Harim jerked his head back so Khat's blow would barely graze him, braced to instantly retaliate. He didn't see that Khat was holding his knife, the pommel in his fist and the blade pointing down and held tight against his forearm, didn't feel it until the line of pain opened across his face just below the old scar. Harim staggered back, mouth open in shock, dripping blood onto the dusty stone and showing bone in the gaping cut.
Khat stepped back. Harim usually depended on his not inconsiderable muscle and a club; another knife fighter would never have let him come so close. "This message is for you," he told him. "The next time somebody wants to teach me a lesson, don't help."
Harim sat down hard, his hand pressed to his face, still
in shock. Shutters swung open somewhere above, and there was a cry of alarm from up the street.
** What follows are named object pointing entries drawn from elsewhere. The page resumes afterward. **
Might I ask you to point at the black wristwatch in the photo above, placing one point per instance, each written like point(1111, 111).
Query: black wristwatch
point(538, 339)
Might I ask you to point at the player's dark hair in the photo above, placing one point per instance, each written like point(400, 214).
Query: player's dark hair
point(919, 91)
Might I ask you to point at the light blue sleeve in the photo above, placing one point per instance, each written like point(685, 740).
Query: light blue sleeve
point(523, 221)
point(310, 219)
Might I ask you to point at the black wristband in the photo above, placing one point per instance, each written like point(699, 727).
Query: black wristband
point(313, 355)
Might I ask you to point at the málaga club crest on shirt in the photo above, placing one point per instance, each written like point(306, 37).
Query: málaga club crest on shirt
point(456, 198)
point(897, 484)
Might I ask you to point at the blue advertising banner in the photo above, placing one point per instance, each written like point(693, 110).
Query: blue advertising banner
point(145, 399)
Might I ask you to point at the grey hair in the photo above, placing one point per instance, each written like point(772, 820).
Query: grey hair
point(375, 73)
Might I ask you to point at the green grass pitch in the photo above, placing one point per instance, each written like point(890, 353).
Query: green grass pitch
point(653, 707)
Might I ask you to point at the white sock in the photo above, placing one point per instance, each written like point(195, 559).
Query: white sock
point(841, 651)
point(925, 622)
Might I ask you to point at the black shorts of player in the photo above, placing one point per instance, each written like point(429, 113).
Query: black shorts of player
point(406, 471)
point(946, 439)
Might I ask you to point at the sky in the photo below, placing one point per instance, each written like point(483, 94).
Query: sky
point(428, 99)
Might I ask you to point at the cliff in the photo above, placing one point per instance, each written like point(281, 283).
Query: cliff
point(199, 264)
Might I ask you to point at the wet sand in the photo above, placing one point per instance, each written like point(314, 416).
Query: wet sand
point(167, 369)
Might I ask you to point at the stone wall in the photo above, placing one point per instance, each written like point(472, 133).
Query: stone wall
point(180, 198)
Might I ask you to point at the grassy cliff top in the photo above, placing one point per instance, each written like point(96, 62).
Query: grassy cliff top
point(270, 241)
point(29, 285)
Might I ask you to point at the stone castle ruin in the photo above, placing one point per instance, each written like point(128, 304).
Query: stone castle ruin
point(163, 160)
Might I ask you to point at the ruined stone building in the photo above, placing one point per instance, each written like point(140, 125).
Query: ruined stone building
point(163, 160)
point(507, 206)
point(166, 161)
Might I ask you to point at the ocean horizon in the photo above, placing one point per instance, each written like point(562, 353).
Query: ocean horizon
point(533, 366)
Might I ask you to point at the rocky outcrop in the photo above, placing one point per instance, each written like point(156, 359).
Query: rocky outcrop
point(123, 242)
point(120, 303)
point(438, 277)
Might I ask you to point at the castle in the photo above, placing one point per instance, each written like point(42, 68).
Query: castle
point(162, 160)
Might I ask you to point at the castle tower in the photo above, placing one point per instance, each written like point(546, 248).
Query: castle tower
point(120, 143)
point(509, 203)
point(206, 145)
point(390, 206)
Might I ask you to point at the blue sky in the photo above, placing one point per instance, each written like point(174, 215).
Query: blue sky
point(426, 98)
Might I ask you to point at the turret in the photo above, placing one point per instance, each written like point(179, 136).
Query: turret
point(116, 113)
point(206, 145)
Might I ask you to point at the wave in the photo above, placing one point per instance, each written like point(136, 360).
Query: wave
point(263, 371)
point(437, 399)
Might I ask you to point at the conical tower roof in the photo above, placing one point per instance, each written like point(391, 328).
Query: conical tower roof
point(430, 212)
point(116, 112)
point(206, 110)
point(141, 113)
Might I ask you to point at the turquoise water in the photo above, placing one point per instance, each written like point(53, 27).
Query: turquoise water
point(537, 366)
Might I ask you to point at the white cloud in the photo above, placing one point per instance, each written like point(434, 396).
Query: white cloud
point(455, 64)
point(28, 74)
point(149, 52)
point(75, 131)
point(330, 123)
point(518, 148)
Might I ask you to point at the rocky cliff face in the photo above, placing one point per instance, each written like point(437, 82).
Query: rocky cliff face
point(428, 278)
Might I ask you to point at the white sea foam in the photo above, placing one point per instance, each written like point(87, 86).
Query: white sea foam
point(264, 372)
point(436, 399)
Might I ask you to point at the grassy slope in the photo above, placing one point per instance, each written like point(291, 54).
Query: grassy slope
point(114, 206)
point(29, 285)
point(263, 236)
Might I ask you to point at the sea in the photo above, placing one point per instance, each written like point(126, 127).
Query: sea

Khat walked unhurriedly away.
***
The dust and heat were harder to ignore in the mostly enclosed space of the Arcade than in the open street, but Elen was still enjoying herself. There were people to watch in plenty, an amazing variety of them. Some men wore veils, but most didn't bother. The tradition of Patrician men wearing veils went back to the Survivor Time, when they had needed the extra protection from the sun's glare and the harmful airs hanging over the new Waste rock when they went out to forage for food. When Charisat had been only a city and not the capital of the Fringe Trade Empire, the veil had been only a sign that one came from an old family. Now it was a rigid symbol of status. Status was also why Patrician women still followed the old custom of close-cropping their hair; something that had once been a measure against the heat was now a strict rule. Lower-tier women seldom bothered with it.
But in many ways, living on a lower tier meant far more freedom for a woman, Elen knew. Lower-tier women might do everything from becoming street entertainers to running market stalls or traveling with caravans, and no one thought anything of it. If Elen had never been selected by the Warders, she would be married by now to as high-ranking a Patrician as her mother could secure for her, to establish an advantageous family connection. And she would be bored to distraction. By custom Patrician ladies couldn't seek employment, even with their family trading interests. A daughter of a wealthy Fourth Tier merchant family had it better; she at least would be expected to involve herself in her family's business matters up to the elbows.